Gerade las ich beim spreeblick einen ziemlich bitteren Verriss von Günter Wallraffs neuestem Coup, sich als Schwarzer zu verkleiden und den alltäglichen Rassismus in Deutschland aufzuzeigen. Und ich denk' so bei mir "jaa... naja... irgendwie hat der Schreiber ja schon Recht, Wallraff is' irgendwie altbacken" und so'n Zeugs. Dann jedoch tat ich etwas, das ich in letzter Zeit sträflich vernachlässigt hatte: Kommentare lesen.

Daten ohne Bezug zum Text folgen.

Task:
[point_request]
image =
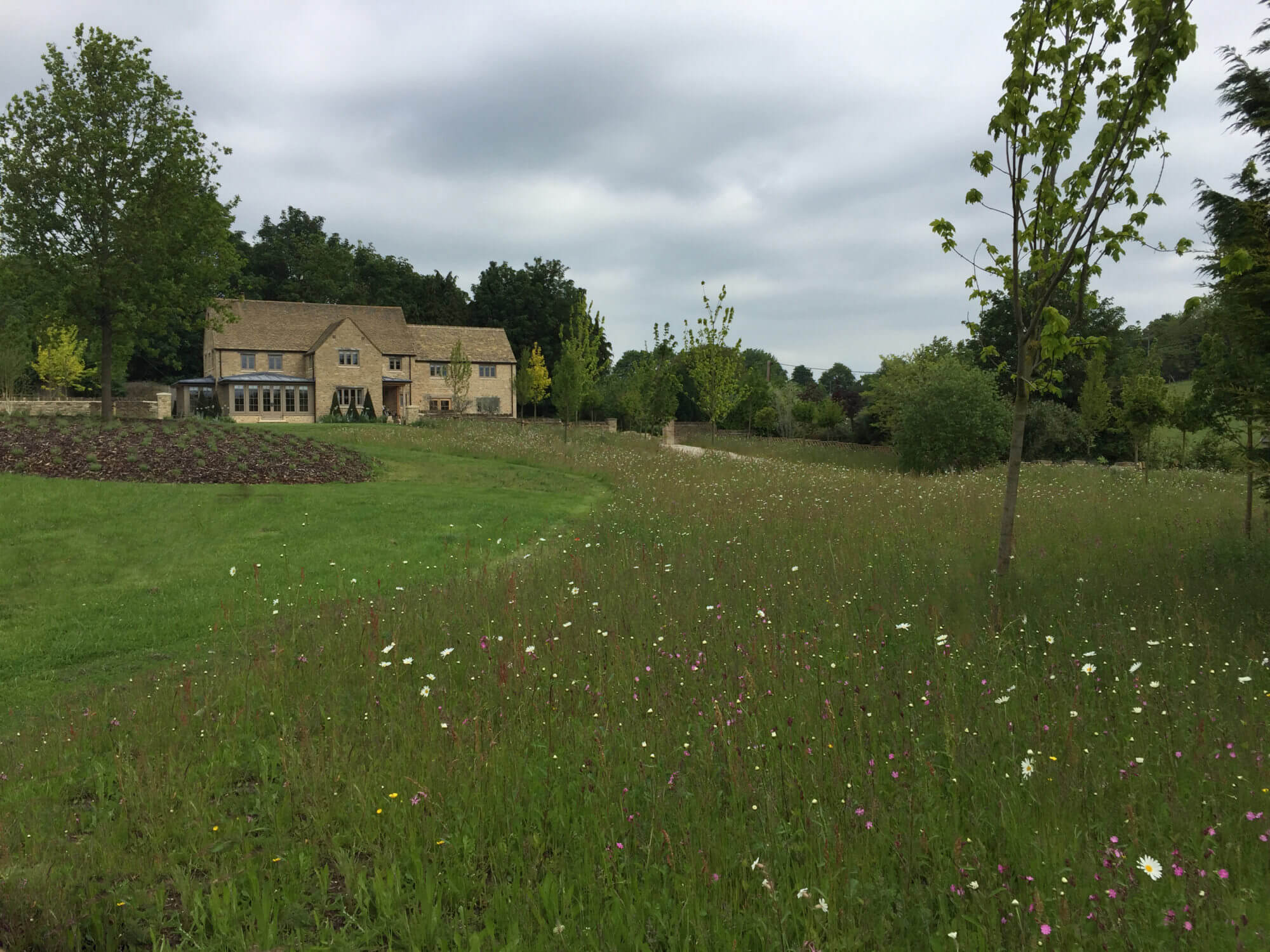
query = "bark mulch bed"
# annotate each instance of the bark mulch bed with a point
(171, 451)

Die Mehrheit der Kommentatoren ist überhaupt nicht Frédéric Valins Meinung sondern hält den Artikel für ziemlich hochtrabend und anmaßend. Eine Sabine schrieb einen Kommentar, der mir mal wieder ein klein wenig die Augen geöffnet hat:

“Das Netz ist der Wallraff-Nachfolger, den er einfordert, und es ist ein würdigerer Nachfolger, als er es für möglich hält.”

Gehts noch?! Genau DAS ist die Selbstbeweihräucherung vieler Internetbewohner, bei der mir regelmäßig schlecht wird. Ihr seid nicht der Nabel der Welt.

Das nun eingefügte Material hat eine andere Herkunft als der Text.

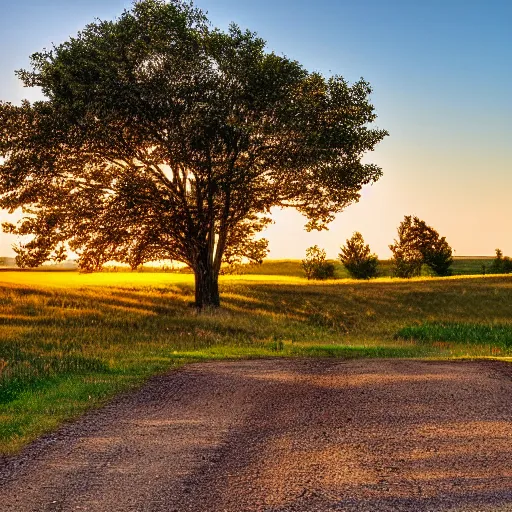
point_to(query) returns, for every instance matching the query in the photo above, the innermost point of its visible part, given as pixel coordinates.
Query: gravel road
(283, 435)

Und: Ja, Wallraff ist anstrengend und ein Gutmensch und sieht aus wie ein schwarz angemalter Wallraff mit billiger Perücke. Aber er erreicht mit seinen old-school Medien Film, Buch und Zeitung nun mal ganz andere (und ich tippe mal: mehr) Leute, die eben nicht mal eben “drei Minuten Google bemühen”. Und schon deswegen sollten wir froh sein, dass es ihn noch gibt.

Herrje!

Danke für die klaren Worte! Das ist eine Einstellung, die ich in letzter Zeit etwas aus den Augen zu verlieren drohe. Keine Ahnung, ob sie Recht hat und wir nicht doch der Nabel der Welt sind, aber ich möchte Sabine von ganzem Herzen für diesen unerwarteten Realitätsabgleich danken.

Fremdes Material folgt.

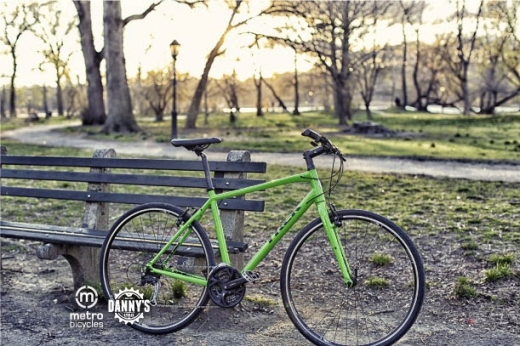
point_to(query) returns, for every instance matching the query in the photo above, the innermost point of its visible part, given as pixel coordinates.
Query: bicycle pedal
(251, 276)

Weiter ging's dann auch noch:

So ein Bisschen haben die ganzen Kommentare auch Frédéric Valin zum Nachdenken gebracht. Er wird versöhnlich:

Tatsächlich bin ich inzwischen der Meinung, dass ich den Artikel nochmal zwei drei Stunden hätte liegen lassen sollen, und ein paar provokante Teile rausstreichen hätte sollen, alles etwas glatter hätte machen sollen. Aber naja.
Es fällt mir inzwischen schwer, das einzugestehen, denn der Kommentarstrang löst irgendwas zwischen Trotz und Gleichgültigkeit in mir aus. Beides ist nicht sehr gesund für eine Kommunikation. Vielleicht seh ich mich deswegen nicht so recht in der Lage, sachlich (das heißt, nicht beschimpfend) auf Einwürfe einzugehen.

Leider währt dieser Lichtblick nur kurz:

Das Argument ad persona: Was machst Du, der Autor? (Die Frage ist völlig irrelevant für das, was derjenige macht, worüber geschrieben wird. Ich kann meine Freizeit auf Bäumen verbringen, wenn ich mag: das hat mit meinen Argumenten nichts zu tun.)

Sorry Frédéric aber das ist sogar für mich zu mau. Wenn du auf Bäumen rumhängst können dir die Probleme der gesamten Menschheit komplett egal sein. Dann hast du aber auch kein Recht andere dafür zu kritisieren, dass sie auf ihre Art versuchen, die Probleme der Menschheit anzugehen. Das kommt dann einfach doch zu sehr rüber wie der Affe, der vorüberlatschende Touristen mit Exkrementen bewirft.